Substitute Teacher and Custodian Hailed Heroes After Gunman Opens Fire At School, Killing 2

William Atchison
William Atchison

A 21-year-old opened fire and then killed himself.

A substitute teacher and custodian are being called heroes after they helped saved lives when a gunman entered a New Mexico high school on Thursday, killing two students.

Casey Jordan-Marquez and Francisco Fernandez were both killed when 21-year-old William Atchison, who entered the school posing as a student, opened fire inside Aztec High School and then later turned the gun on himself.

San Juan County Sheriff Ken Christesen said Friday that more people may have been killed were it not for the "swift action" of custodian Thomas Hill, who pursued the gunman and yelled "lockdown" and "active shooter" through the hallways.

The staff quickly went into lockdown after the alert and those actions "saved a whole bunch of lives and a lot of devastation," police said. 
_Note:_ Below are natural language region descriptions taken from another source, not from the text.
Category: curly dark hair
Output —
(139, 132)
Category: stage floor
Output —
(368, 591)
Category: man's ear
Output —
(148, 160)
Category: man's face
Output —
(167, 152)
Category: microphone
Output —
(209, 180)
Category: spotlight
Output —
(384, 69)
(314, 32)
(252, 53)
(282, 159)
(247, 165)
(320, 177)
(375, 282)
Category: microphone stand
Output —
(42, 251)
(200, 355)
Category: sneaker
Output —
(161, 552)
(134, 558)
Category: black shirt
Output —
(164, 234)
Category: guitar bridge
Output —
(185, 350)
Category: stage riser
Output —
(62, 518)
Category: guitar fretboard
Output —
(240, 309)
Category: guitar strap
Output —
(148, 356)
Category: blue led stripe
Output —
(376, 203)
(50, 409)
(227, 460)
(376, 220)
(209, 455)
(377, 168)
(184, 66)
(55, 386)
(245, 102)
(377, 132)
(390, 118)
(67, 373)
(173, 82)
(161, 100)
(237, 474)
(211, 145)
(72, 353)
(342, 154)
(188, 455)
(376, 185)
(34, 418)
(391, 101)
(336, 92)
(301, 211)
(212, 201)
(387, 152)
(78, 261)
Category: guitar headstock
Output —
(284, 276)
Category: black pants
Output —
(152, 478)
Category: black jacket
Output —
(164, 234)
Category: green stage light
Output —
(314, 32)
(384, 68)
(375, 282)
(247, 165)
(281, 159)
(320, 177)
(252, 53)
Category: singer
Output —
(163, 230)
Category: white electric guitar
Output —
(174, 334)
A 74-year-old substitute teacher, Katie Potter, also heard the gunshots in the building and barricaded her 17 students in the classroom’s office with a couch.

“I heard popping sounds down the hall, going pop, pop, pop. I looked in the hall and the custodian, Hill, was in the hall and he was saying, who are you? I could tell he was frantic and I knew what was going on,” Potter told reporters.

Police said the shooter came into the room where the students and Potter were and yelled “I know you are in there” before firing multiple rounds through walls. No one was hit.

“We're blessed the good Lord had his angels watching over those kids and that teacher,” Christesen said.

Fernandez had left Potter’s classroom that morning to go the bathroom and never came back, reports said. The shooter was allegedly inside the bathroom when Fernandez walked in. Atchison killed Marquez when he saw her in the hallway, police said.

Law enforcement arrived on the scene in less than one minute and were able to enter the school through windows and doors.

Authorities said the gunman had written a schedule for the day of the shooting that was later found at his home.

San Juan County Sheriff’s Office

Police also found a thumb drive that he carried with him that detailed his plans.

Atchison, who was a previously a student at the school, reportedly had no criminal history but was investigated by the FBI in 2016 after he made an online inquiry about where to find cheap assault rifles for a mass shooting.

Police said Atchison claimed he had made the post as an Internet troll and they ended the investigation.